After watching the five-minute video, which has now been removed from YouTube, people around the country started to talk some major smack.
The video was criticized for being racist and hyper-sexualizing because only white women were featured, sometimes wearing bikinis. Online aggravators didn’t draw the line there.
An Alabama newspaper op-ed titled “‘Bama sorority video worse for women than Donald Trump,” with content even more degrading than it sounds, compared the video to “Girls Gone Wild” or Playboy.
As asshole writer A.L. Bailey so eloquently critiqued, “It’s a parade of white girls and blonde hair dye, coordinated clothing, bikinis and daisy dukes, glitter and kisses, bouncing bodies, euphoric hand-holding and hugging, gratuitous booty shots, and matching aviator sunglasses.”
Move over Bailey, it’s time for me to get on the soapbox.
As a sorority woman, I personally think these Internet trolls should probably mind their own business and go back to stalking reddit.

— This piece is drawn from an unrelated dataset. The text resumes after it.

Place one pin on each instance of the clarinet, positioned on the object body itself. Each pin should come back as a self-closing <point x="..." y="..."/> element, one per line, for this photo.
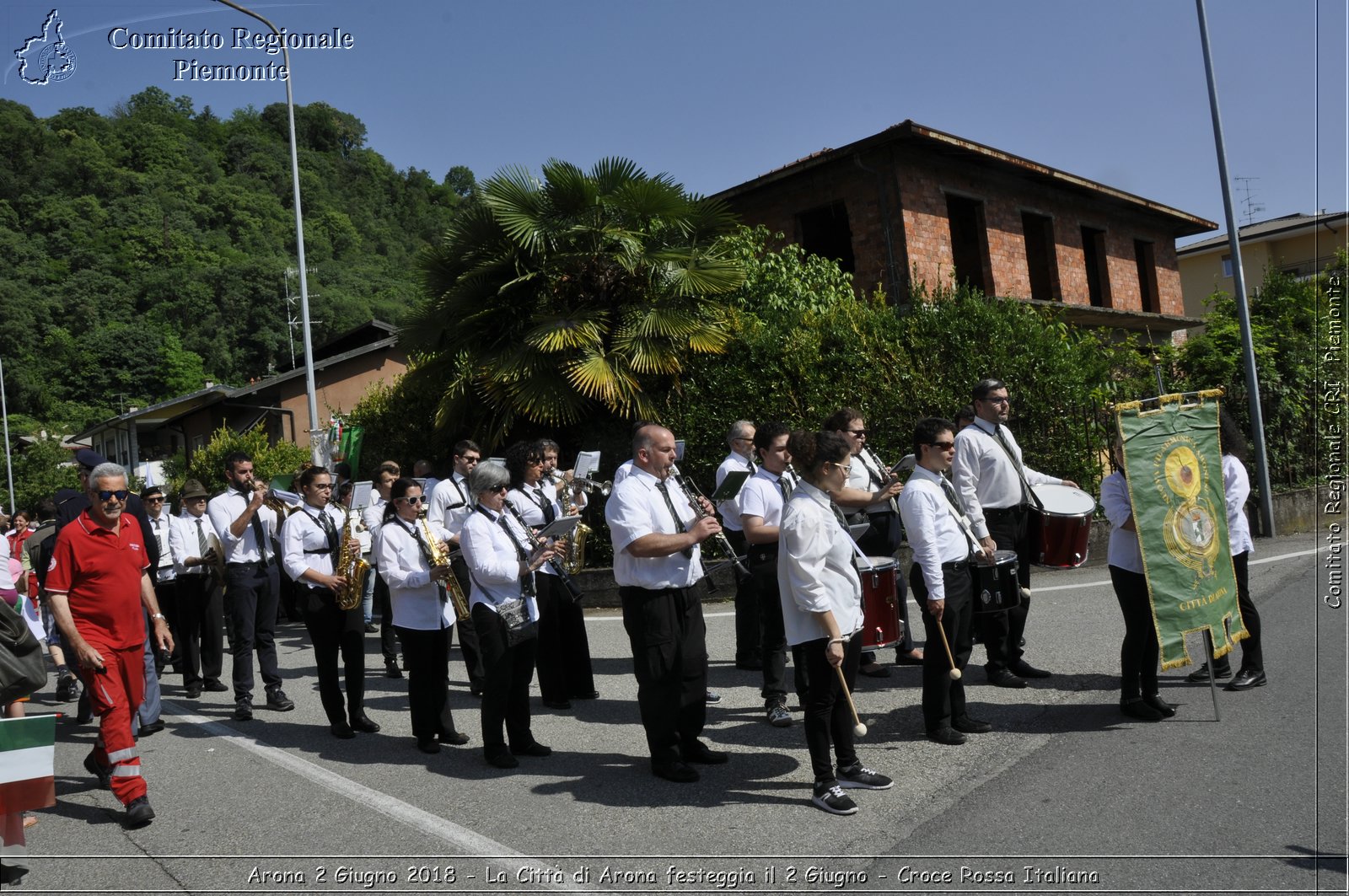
<point x="573" y="590"/>
<point x="694" y="496"/>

But, on the other hand, they do actually bring an important conversation to the stage.
Never once in the two years that I’ve been in Greek Life on campus have I danced on our football field with the school mascot. Nor have I put on 5-inch heels and frolicked with puppies on the UA Mall.
I don’t know any sorority woman that does this. Usually, we are wearing sweatpants, watching the latest season of “The Bachelor” and eating pizza.
The rising popularity of (increasingly notorious) sorority recruitment videos has prompted websites like The Odyssey and Total Frat Move to list and rank the “coolest” and “hottest” girls and sorority chapters in America.
Rather than bashing these videos, shouldn’t we question why it’s okay to tear women down? Or why it’s okay that an anonymous Internet author can rank and objectify sorority women by deciding which chapter in America is hottest, just because they danced in slow motion?
Adults in America should be spending their time being supportive of the young women and men pursuing a college education by consistently urging them to learn things about the world and themselves, not commenting on an op-ed saying how sorority women are slutty.
Things in life are easier said than done, especially capturing the complete and true values of a sorority in a single, short video.
Yes, these videos aren’t real. And frankly I don’t understand why a girl would want to join an organization just because a bunch of made-up women blew kisses and skateboarded down greek row.
In a community that is constantly scrutinized and surrounded by lies, rumors and stereotypes, the last thing that Greek Life needs to be doing is projecting an image or idea that isn’t truthful.
In any case, whether we lurk on the Web or try to look pretty while candidly laughing for a videographer, maybe we should all spend a little more time empowering each other and recognizing the value of both academic and social communities.
Well, I’m done. Off to order some Chinese take-out and be a normal person.